From 83055814b7b6182a931b79ed82c261659822fd95 Mon Sep 17 00:00:00 2001
From: Kotresh HR <khiremat@redhat.com>
Date: Sun, 20 Mar 2016 17:16:22 +0530
Subject: Add design spec for geo-rep support for sharded volumes

Change-Id: I100823a6d96f225c5b2c96defaa79866d619cee7
Signed-off-by: Kotresh HR <khiremat@redhat.com>
Reviewed-on: http://review.gluster.org/13788
Reviewed-by: Aravinda VK <avishwan@redhat.com>
Reviewed-by: Niels de Vos <ndevos@redhat.com>
Tested-by: Niels de Vos <ndevos@redhat.com>
---
 under_review/geo-rep-sharding-support.md | 157 +++++++++++++++++++++++++++++++
 1 file changed, 157 insertions(+)
 create mode 100644 under_review/geo-rep-sharding-support.md
diff --git a/under_review/geo-rep-sharding-support.md b/under_review/geo-rep-sharding-support.md
new file mode 100644
index 0000000..929e9bc
--- /dev/null
+++ b/under_review/geo-rep-sharding-support.md
@@ -0,0 +1,157 @@
+Feature
+-------
+Support geo-replication for sharded volumes.
+
+Summary
+-------
+This features helps geo-replicate the large files stored on sharded volume. The
+requirement is that the slave volume also should be sharded.
+
+Owners
+------
+[Kotresh HR](khiremat@redhat.com)
+[Aravinda VK](avishwan@redhat.com)
+
+Current status
+--------------
+Traditionally changelog xlator, sitting just above the posix records the changes
+at brick level and geo-replication picks up these files that are
+modified/created and syncs them over gluster mount to slave. This works well as
+long as a file in gluster volume is represented by a single file at the brick
+level. But with the introduction of sharding in gluster, a file in gluster
+volume could be represented by multiple files at the brick level spawning
+different bricks. Hence the traditional way syncing files using changelog
+results in related files being synced as different files all together. So there
+has to be some understanding between geo-replication and sharding to tell all
+those sharded files are related. Hence this feature.
+
+Related Feature Requests and Bugs
+---------------------------------
+   1. [Mask sharding translator for geo-replication client](https://bugzilla.redhat.com/show_bug.cgi?id=1275972)

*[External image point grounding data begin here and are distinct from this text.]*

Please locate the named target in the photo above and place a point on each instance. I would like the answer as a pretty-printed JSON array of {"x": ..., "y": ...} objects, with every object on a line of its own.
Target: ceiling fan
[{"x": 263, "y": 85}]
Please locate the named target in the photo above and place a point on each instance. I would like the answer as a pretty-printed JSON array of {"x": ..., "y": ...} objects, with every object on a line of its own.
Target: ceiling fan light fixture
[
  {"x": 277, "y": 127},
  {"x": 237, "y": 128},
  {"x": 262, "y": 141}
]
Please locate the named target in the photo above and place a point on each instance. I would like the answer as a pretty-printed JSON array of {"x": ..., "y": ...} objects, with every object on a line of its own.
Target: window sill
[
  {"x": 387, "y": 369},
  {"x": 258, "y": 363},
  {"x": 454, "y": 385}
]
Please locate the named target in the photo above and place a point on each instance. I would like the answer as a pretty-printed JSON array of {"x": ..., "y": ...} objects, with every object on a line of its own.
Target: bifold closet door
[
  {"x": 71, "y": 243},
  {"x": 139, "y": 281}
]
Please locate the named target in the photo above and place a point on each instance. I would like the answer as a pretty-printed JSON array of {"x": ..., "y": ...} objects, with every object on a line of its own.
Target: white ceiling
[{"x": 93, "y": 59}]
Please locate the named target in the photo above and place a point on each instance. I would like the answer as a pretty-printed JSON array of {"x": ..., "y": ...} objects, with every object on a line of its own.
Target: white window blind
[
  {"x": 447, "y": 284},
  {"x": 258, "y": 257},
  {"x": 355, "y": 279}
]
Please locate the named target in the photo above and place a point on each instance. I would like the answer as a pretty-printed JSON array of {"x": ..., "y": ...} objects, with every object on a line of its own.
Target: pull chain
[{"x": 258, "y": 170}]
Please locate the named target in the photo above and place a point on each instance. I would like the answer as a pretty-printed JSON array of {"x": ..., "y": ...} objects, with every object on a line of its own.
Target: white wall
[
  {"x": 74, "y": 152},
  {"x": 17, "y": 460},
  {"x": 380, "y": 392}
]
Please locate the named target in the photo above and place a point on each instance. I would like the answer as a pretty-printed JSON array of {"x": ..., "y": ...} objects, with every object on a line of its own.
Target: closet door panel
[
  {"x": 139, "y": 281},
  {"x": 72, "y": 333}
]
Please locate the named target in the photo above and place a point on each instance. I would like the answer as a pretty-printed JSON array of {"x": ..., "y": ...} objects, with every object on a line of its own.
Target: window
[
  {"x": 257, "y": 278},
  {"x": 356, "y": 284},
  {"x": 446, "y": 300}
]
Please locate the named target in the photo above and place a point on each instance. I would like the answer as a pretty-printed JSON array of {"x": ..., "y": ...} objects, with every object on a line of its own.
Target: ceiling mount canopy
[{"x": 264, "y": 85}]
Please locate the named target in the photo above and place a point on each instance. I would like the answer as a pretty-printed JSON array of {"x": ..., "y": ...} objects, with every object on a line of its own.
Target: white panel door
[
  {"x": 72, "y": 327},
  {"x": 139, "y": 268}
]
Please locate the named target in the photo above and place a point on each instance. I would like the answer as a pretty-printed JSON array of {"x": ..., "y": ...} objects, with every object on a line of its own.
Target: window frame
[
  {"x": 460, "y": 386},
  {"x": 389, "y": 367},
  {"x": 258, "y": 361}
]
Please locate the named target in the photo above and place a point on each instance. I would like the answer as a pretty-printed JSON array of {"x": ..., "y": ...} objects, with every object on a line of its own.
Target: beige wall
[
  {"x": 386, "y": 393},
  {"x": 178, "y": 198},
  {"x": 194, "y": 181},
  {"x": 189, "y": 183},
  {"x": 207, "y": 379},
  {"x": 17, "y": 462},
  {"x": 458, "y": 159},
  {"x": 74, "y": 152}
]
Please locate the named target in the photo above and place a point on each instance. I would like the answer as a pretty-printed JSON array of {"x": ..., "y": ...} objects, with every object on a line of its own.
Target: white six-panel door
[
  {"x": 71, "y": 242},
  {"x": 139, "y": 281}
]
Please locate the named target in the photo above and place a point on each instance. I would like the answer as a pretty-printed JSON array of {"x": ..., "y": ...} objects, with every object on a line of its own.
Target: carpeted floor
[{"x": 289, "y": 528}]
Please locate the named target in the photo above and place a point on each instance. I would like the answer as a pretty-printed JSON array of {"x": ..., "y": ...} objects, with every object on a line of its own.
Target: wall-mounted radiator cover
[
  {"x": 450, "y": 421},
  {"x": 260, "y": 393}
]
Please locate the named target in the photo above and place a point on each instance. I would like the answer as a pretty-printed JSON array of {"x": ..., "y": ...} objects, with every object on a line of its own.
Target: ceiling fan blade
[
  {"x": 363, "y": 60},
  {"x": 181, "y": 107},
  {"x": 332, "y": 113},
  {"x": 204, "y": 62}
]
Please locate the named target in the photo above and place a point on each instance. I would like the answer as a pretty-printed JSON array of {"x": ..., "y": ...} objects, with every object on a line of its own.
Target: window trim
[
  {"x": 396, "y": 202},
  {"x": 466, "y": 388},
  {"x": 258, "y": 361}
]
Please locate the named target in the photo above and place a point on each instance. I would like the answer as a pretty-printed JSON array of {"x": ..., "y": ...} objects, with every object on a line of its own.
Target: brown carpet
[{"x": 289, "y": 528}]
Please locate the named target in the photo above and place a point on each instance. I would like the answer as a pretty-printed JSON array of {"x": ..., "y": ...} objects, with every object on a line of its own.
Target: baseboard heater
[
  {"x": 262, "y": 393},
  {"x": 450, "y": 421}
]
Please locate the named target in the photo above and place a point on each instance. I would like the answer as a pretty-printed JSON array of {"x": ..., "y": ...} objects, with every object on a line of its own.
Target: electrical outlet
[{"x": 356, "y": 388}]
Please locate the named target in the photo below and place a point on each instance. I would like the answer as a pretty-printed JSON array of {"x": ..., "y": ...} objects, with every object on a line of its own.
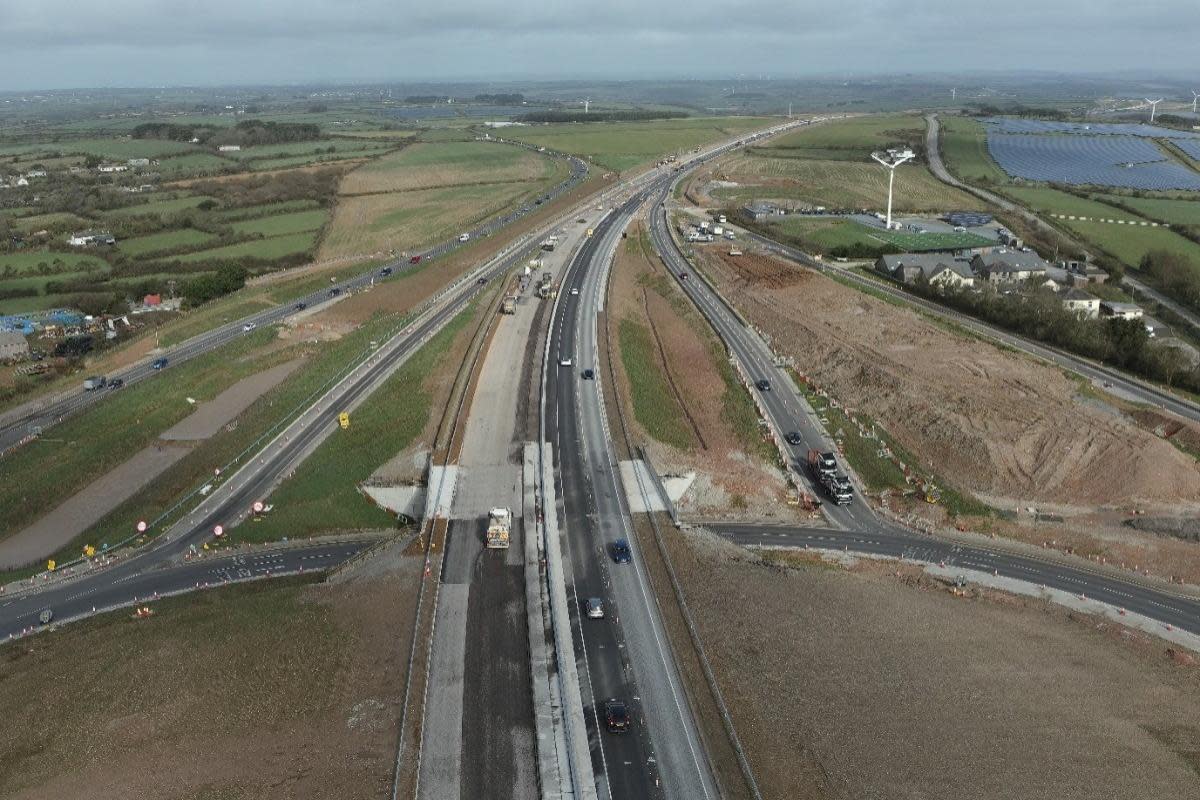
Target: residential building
[
  {"x": 1080, "y": 302},
  {"x": 1110, "y": 310},
  {"x": 90, "y": 239},
  {"x": 937, "y": 269},
  {"x": 1007, "y": 266},
  {"x": 13, "y": 346}
]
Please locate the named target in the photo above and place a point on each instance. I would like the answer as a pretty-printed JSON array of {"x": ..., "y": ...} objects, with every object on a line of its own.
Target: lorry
[
  {"x": 499, "y": 523},
  {"x": 822, "y": 463}
]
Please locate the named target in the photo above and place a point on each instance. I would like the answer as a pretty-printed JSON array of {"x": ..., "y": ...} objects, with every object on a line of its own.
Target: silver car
[{"x": 595, "y": 608}]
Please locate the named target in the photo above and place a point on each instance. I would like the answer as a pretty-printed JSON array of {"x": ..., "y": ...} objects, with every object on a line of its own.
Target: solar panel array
[
  {"x": 1014, "y": 125},
  {"x": 1099, "y": 160},
  {"x": 1191, "y": 146}
]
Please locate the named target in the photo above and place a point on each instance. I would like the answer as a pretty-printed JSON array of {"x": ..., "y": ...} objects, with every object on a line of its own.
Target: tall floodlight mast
[{"x": 891, "y": 160}]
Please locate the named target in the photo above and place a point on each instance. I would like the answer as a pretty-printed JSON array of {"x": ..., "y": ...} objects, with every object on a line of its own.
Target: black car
[
  {"x": 616, "y": 716},
  {"x": 622, "y": 552}
]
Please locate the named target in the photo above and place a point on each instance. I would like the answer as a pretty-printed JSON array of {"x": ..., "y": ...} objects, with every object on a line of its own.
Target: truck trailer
[{"x": 499, "y": 523}]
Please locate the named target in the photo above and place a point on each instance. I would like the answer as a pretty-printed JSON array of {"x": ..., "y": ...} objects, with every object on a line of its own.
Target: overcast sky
[{"x": 67, "y": 43}]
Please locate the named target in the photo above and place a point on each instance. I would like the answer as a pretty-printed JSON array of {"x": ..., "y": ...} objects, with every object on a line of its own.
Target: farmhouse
[
  {"x": 13, "y": 346},
  {"x": 1080, "y": 302},
  {"x": 90, "y": 239},
  {"x": 1121, "y": 310},
  {"x": 937, "y": 269},
  {"x": 1008, "y": 266}
]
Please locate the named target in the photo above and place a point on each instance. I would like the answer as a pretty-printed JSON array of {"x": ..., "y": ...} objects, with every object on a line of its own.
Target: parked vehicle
[
  {"x": 621, "y": 552},
  {"x": 499, "y": 521},
  {"x": 616, "y": 716},
  {"x": 594, "y": 608}
]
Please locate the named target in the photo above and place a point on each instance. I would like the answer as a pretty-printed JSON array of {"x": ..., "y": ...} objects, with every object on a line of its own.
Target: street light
[{"x": 892, "y": 158}]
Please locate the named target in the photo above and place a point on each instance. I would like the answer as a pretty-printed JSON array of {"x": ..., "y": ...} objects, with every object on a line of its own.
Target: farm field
[
  {"x": 270, "y": 248},
  {"x": 167, "y": 240},
  {"x": 828, "y": 234},
  {"x": 965, "y": 151},
  {"x": 282, "y": 223},
  {"x": 853, "y": 138},
  {"x": 429, "y": 192},
  {"x": 238, "y": 665},
  {"x": 835, "y": 184},
  {"x": 623, "y": 145},
  {"x": 1170, "y": 210}
]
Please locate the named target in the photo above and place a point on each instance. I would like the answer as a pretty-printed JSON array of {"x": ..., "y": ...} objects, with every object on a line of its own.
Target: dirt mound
[{"x": 997, "y": 423}]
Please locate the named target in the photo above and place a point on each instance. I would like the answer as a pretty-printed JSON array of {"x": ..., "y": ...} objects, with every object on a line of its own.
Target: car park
[{"x": 622, "y": 552}]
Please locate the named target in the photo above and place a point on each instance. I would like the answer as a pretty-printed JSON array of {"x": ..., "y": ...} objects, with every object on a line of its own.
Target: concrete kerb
[{"x": 546, "y": 707}]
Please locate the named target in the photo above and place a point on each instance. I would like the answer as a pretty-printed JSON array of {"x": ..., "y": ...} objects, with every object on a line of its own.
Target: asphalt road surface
[
  {"x": 15, "y": 432},
  {"x": 857, "y": 527},
  {"x": 19, "y": 612}
]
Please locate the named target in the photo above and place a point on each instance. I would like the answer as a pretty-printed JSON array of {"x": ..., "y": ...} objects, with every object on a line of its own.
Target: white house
[
  {"x": 1121, "y": 310},
  {"x": 1080, "y": 302}
]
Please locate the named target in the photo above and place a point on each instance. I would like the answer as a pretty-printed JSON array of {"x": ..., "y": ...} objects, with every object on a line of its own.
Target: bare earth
[
  {"x": 865, "y": 685},
  {"x": 1000, "y": 425},
  {"x": 730, "y": 481},
  {"x": 262, "y": 691},
  {"x": 208, "y": 419}
]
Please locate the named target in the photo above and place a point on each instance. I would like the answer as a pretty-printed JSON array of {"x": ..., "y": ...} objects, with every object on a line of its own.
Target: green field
[
  {"x": 166, "y": 240},
  {"x": 654, "y": 404},
  {"x": 29, "y": 260},
  {"x": 828, "y": 234},
  {"x": 282, "y": 223},
  {"x": 837, "y": 184},
  {"x": 264, "y": 248},
  {"x": 965, "y": 151},
  {"x": 852, "y": 138},
  {"x": 323, "y": 494},
  {"x": 622, "y": 145},
  {"x": 159, "y": 205},
  {"x": 1173, "y": 211}
]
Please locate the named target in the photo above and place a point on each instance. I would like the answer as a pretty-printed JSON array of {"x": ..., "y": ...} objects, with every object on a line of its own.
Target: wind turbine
[
  {"x": 891, "y": 160},
  {"x": 1153, "y": 107}
]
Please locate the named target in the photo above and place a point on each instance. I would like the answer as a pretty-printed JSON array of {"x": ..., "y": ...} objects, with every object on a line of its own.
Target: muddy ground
[
  {"x": 865, "y": 684},
  {"x": 732, "y": 479},
  {"x": 264, "y": 691}
]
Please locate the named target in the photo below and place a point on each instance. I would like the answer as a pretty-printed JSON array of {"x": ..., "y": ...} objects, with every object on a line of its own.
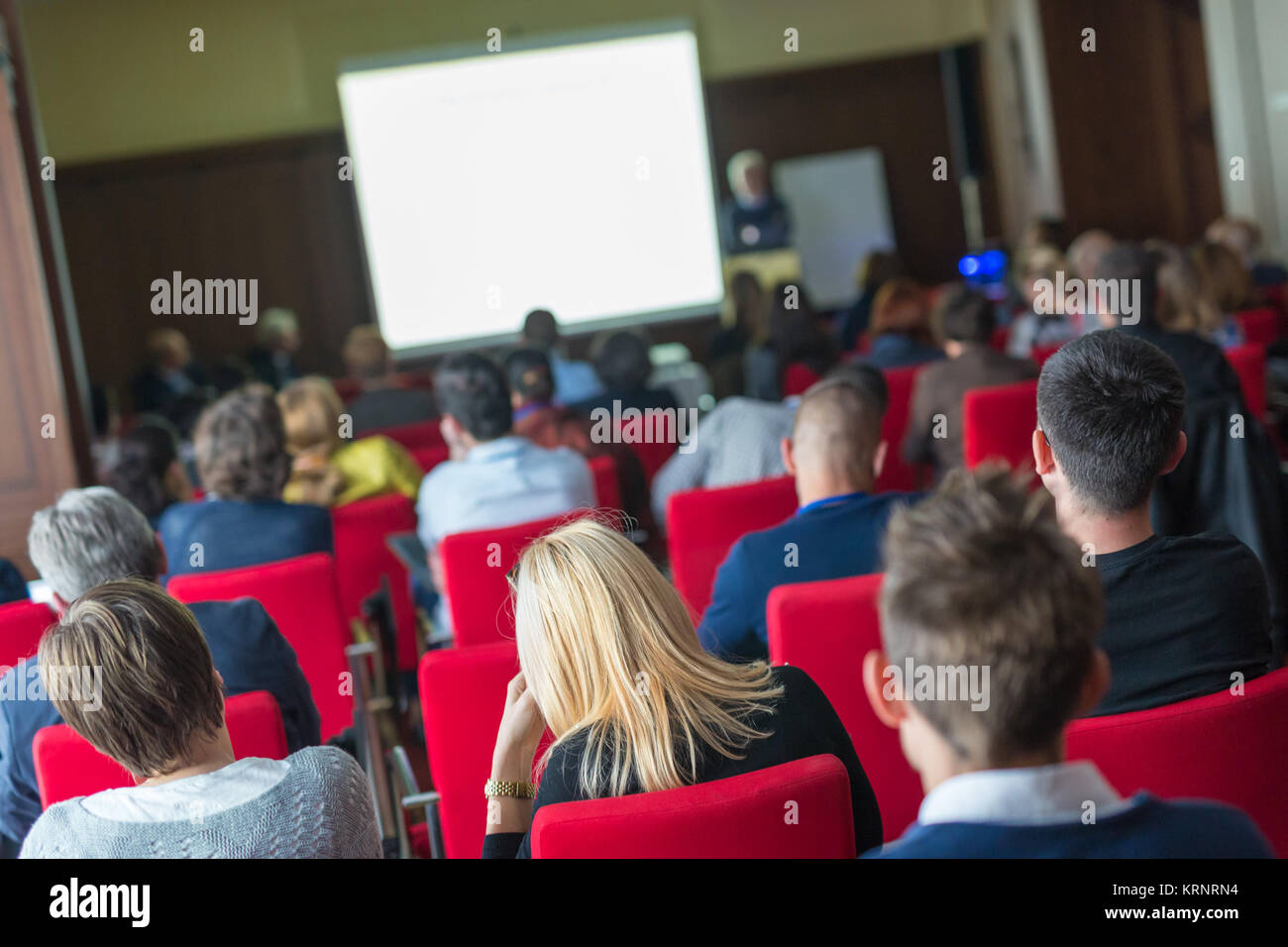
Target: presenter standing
[{"x": 754, "y": 218}]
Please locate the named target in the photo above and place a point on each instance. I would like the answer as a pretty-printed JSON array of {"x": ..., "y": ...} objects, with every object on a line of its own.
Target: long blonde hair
[
  {"x": 608, "y": 650},
  {"x": 310, "y": 412}
]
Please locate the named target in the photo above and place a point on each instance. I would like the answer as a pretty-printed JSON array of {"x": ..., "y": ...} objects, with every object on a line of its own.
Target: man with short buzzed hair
[{"x": 835, "y": 454}]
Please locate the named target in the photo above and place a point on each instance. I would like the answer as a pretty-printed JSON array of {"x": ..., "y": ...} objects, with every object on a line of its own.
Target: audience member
[
  {"x": 877, "y": 268},
  {"x": 381, "y": 403},
  {"x": 161, "y": 715},
  {"x": 623, "y": 368},
  {"x": 170, "y": 375},
  {"x": 329, "y": 470},
  {"x": 741, "y": 440},
  {"x": 835, "y": 454},
  {"x": 901, "y": 330},
  {"x": 794, "y": 334},
  {"x": 243, "y": 466},
  {"x": 965, "y": 328},
  {"x": 1039, "y": 275},
  {"x": 147, "y": 470},
  {"x": 93, "y": 536},
  {"x": 1183, "y": 613},
  {"x": 980, "y": 579},
  {"x": 590, "y": 609},
  {"x": 277, "y": 337},
  {"x": 752, "y": 219},
  {"x": 493, "y": 476},
  {"x": 575, "y": 381}
]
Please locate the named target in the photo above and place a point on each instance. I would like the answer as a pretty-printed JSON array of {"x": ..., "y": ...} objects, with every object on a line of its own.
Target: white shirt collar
[{"x": 1056, "y": 792}]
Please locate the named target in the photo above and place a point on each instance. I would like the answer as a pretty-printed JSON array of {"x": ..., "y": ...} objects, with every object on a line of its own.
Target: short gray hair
[{"x": 91, "y": 536}]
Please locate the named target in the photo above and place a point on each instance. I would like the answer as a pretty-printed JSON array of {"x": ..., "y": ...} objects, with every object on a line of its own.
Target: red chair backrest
[
  {"x": 897, "y": 474},
  {"x": 362, "y": 557},
  {"x": 739, "y": 817},
  {"x": 798, "y": 377},
  {"x": 476, "y": 566},
  {"x": 67, "y": 766},
  {"x": 429, "y": 458},
  {"x": 1223, "y": 746},
  {"x": 608, "y": 488},
  {"x": 1260, "y": 326},
  {"x": 1249, "y": 365},
  {"x": 999, "y": 421},
  {"x": 413, "y": 436},
  {"x": 825, "y": 629},
  {"x": 702, "y": 526},
  {"x": 21, "y": 626},
  {"x": 303, "y": 598},
  {"x": 462, "y": 698}
]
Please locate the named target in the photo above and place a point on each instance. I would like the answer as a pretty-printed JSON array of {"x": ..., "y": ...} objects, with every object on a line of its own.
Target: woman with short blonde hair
[{"x": 612, "y": 664}]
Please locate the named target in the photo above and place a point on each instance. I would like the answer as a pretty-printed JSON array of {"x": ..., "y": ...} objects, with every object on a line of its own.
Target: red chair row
[
  {"x": 301, "y": 595},
  {"x": 729, "y": 818},
  {"x": 21, "y": 626},
  {"x": 1223, "y": 746},
  {"x": 67, "y": 766}
]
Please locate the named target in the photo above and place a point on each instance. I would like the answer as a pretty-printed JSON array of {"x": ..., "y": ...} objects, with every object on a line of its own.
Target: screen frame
[{"x": 539, "y": 42}]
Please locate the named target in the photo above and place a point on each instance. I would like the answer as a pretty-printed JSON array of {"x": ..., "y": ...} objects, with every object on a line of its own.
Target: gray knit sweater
[{"x": 321, "y": 808}]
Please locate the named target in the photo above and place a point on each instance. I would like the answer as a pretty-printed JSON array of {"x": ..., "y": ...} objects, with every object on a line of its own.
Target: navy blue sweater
[{"x": 1147, "y": 827}]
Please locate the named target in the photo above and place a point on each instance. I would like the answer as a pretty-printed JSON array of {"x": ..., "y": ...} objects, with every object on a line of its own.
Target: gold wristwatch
[{"x": 503, "y": 789}]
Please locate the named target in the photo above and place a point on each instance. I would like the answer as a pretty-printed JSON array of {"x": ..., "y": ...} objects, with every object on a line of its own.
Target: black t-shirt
[
  {"x": 1181, "y": 615},
  {"x": 803, "y": 723}
]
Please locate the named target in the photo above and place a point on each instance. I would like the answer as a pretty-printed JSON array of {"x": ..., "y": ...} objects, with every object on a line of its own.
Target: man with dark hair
[
  {"x": 1202, "y": 365},
  {"x": 990, "y": 603},
  {"x": 574, "y": 380},
  {"x": 964, "y": 322},
  {"x": 1184, "y": 615},
  {"x": 835, "y": 453},
  {"x": 493, "y": 475}
]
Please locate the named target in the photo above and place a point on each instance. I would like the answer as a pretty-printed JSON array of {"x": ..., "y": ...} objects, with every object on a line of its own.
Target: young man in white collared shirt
[{"x": 980, "y": 578}]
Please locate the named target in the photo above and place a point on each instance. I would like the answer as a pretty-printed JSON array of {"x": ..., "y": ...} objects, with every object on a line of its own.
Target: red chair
[
  {"x": 1258, "y": 326},
  {"x": 429, "y": 458},
  {"x": 608, "y": 488},
  {"x": 798, "y": 379},
  {"x": 825, "y": 629},
  {"x": 702, "y": 526},
  {"x": 21, "y": 626},
  {"x": 1225, "y": 748},
  {"x": 67, "y": 766},
  {"x": 364, "y": 557},
  {"x": 897, "y": 474},
  {"x": 303, "y": 598},
  {"x": 1249, "y": 365},
  {"x": 999, "y": 423},
  {"x": 475, "y": 577},
  {"x": 413, "y": 436},
  {"x": 739, "y": 817},
  {"x": 462, "y": 698}
]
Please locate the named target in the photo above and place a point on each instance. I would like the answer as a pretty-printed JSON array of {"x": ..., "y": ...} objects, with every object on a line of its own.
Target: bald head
[{"x": 836, "y": 438}]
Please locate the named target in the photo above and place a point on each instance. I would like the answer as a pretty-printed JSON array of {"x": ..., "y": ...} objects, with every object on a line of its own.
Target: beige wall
[{"x": 116, "y": 77}]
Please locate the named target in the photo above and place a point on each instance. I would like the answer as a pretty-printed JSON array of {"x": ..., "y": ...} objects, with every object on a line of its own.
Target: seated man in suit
[
  {"x": 1183, "y": 613},
  {"x": 244, "y": 467},
  {"x": 980, "y": 581},
  {"x": 835, "y": 454},
  {"x": 964, "y": 322},
  {"x": 493, "y": 475},
  {"x": 95, "y": 535}
]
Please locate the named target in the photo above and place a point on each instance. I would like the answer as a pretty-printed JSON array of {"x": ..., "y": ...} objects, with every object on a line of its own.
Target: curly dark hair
[{"x": 241, "y": 446}]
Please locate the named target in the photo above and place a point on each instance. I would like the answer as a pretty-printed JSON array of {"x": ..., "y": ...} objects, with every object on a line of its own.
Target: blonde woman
[
  {"x": 610, "y": 663},
  {"x": 327, "y": 470}
]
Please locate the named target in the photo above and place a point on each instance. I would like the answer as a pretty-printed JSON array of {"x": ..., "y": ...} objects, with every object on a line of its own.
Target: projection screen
[{"x": 571, "y": 175}]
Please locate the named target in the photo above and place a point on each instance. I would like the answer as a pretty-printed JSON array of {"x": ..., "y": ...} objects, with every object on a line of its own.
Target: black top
[
  {"x": 803, "y": 724},
  {"x": 1181, "y": 615}
]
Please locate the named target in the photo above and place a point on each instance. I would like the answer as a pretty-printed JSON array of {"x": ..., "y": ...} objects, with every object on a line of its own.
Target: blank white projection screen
[{"x": 572, "y": 178}]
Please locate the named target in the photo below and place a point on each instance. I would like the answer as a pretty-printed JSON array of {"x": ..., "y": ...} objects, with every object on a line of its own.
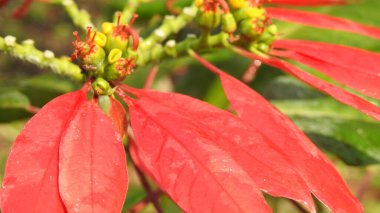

+   2. [All other related changes for geo-replication](https://bugzilla.redhat.com/show_bug.cgi?id=1284453)
+
+Detailed Description
+--------------------
+Sharding breaks the file into multiple small files based on agreed upon
+shard-size(usually 4MB, 64MB...) and helps distribute the one big file well
+across sub-volumes. Let's say 4MB is the shard size, the first 4MB of the file
+is saved with the actual filename, say file1. The next 4MB will be it's first
+shard with the filename <GFID>.1 and it follows. So shards will be saved as
+<GFID>.1, <GFID>.2, <GFID>.3.......<GFID>.n where GFID is the gfid of file1.
+
+The shard xlator is placed just above DHT on client stack, shard determines to
+which shard the write/read belongs to based on offset and gives specific
+<GFID>.n file to DHT. Each of the sharded files are stored under a special
+directory called ".shard" in respective sub-volumes as hashed by DHT.
+
+For more information on Gluster sharding please go through following links.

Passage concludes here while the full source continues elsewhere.